Just as we sensed that the much-less dignified Casey Anthony did kill her child, we have sensed that Amanda Knox was innocent. So this wasn’t a case of American television watchers just knee-jerking in sympathy for an accused fellow citizen caught in a legal labyrinth (although some latent Italian hostility has been detected in the mangled, unprofessional, and scientifically laughable prosecution of Knox). Knox retained her dignity and unvarnished vulnerability through to the last moment—even as she tearfully declared her guiltlessness (and grief for her murdered roommate) in fluent Italian at what was, literally, a moment of truth.
In Tripoli, capital of a still very volatile Libya, a Jew named David Gerbi returned home after 44 years of exile in, ironically, Italy.
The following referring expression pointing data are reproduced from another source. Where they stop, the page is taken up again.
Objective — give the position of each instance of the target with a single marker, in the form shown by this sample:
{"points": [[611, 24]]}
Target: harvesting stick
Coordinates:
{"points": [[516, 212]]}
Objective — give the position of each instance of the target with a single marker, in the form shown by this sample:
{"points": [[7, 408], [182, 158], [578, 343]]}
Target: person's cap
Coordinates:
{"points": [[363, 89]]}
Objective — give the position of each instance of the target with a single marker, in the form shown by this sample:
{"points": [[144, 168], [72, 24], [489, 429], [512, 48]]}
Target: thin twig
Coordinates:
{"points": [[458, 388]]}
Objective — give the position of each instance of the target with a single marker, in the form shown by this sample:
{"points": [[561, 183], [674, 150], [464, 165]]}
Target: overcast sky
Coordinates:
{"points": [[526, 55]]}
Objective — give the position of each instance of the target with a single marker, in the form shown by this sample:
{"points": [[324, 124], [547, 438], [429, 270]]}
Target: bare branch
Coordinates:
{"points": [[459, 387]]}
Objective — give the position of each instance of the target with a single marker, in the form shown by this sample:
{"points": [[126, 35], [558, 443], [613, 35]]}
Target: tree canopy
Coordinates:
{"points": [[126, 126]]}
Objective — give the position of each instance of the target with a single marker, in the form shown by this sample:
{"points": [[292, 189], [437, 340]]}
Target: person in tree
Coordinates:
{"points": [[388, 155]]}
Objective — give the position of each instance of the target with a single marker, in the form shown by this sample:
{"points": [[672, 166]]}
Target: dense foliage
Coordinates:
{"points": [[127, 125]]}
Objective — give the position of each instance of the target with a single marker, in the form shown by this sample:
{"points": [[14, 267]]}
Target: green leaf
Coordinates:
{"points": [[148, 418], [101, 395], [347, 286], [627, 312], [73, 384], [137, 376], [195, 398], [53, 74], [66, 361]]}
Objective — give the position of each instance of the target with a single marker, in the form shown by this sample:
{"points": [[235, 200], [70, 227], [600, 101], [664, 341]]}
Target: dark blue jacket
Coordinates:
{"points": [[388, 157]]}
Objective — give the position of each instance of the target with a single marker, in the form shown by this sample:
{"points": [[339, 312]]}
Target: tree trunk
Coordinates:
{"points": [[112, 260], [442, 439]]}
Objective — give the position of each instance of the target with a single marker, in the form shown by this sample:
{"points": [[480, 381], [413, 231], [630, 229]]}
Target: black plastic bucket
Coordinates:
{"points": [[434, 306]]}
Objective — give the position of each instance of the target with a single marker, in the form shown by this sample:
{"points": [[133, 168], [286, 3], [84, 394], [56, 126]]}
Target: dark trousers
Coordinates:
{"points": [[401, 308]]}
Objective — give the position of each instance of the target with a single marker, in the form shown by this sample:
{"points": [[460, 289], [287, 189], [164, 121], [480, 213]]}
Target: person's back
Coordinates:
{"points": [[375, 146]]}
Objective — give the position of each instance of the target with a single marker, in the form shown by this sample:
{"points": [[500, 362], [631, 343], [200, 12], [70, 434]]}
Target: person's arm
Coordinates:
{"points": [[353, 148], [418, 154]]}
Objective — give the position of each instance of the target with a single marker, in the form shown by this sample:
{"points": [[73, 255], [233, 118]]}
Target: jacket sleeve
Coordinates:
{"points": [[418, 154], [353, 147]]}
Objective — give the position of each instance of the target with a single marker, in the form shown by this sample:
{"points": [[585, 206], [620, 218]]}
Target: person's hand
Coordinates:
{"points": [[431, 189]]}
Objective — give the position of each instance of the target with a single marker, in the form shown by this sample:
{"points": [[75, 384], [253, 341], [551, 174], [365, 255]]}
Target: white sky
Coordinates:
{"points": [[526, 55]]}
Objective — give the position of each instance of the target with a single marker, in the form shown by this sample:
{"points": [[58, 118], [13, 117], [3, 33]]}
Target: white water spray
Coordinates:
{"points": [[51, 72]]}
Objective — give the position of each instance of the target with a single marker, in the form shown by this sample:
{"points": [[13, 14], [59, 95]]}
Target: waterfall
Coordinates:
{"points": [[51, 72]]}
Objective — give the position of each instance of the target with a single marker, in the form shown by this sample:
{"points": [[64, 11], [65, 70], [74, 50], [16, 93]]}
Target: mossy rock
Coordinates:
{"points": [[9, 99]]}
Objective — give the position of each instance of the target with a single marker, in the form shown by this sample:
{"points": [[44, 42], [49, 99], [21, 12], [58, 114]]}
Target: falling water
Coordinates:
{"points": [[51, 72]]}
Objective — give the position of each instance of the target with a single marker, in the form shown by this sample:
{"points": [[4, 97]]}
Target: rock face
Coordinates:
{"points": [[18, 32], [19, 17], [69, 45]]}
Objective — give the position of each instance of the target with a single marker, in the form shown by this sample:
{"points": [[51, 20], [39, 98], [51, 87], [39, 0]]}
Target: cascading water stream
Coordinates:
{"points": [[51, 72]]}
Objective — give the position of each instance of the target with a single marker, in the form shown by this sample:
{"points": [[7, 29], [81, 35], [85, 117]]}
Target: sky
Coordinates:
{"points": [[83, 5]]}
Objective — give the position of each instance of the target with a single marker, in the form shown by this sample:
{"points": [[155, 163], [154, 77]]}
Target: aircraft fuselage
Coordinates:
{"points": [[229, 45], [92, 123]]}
Gerbi is a psychotherapist who still remembers the day when his family was thrown out of Libya in the aftermath of Israel’s lightning victory against a mounted multi-national Arab invasion during the Six Day War of 1967. He claims to be the first Jew to enter Libya since the (apparent) ouster of the dictator Gaddafi.
Brazenly donning a yarmulke and a prayer shawl, Gerbi walked to the long-empty, faded peach-colored Dar Bishi Synagogue in the old city section. A fit man, he flung a sledgehammer against the retaining walls in order to gain access and then offer a prayer in what is now a house of lost souls. Anti-Semitic chants were heard coming from the so-called “liberators” of the new Libya and Gerbi does travel with hired security men.
The hundreds of thousands of Jewish refugees from Libya, Egypt, Jordan, Iraq, Iran, and Syria will never be an agenda item at the United Nations. Israel and some other truly free nations absorbed some; the rest, like their synagogues, will remain dust.
And yet, there is no reciprocity or justice in the smoke that filled the Galilean air above the Israeli-Arab village of Tuba-Zangariya. Jewish radicals, completely out of touch with the Torah they claim to represent, burned down a mosque and sprayed the holy building with disgraceful graffiti. Revenge for some savage killings by Arabs of Israeli families was in their hearts, but these kinds of acts defile the Jewish people and are politically inane.
As God prepares to write the judgments in the Yom Kippur Book of Life, I pray for all the anonymous sufferers still wrongly incarcerated in prisons, for the men and women who have been cast out of their childhood homes by the absurdity of war, and for all the temples where only ghosts are left to pray.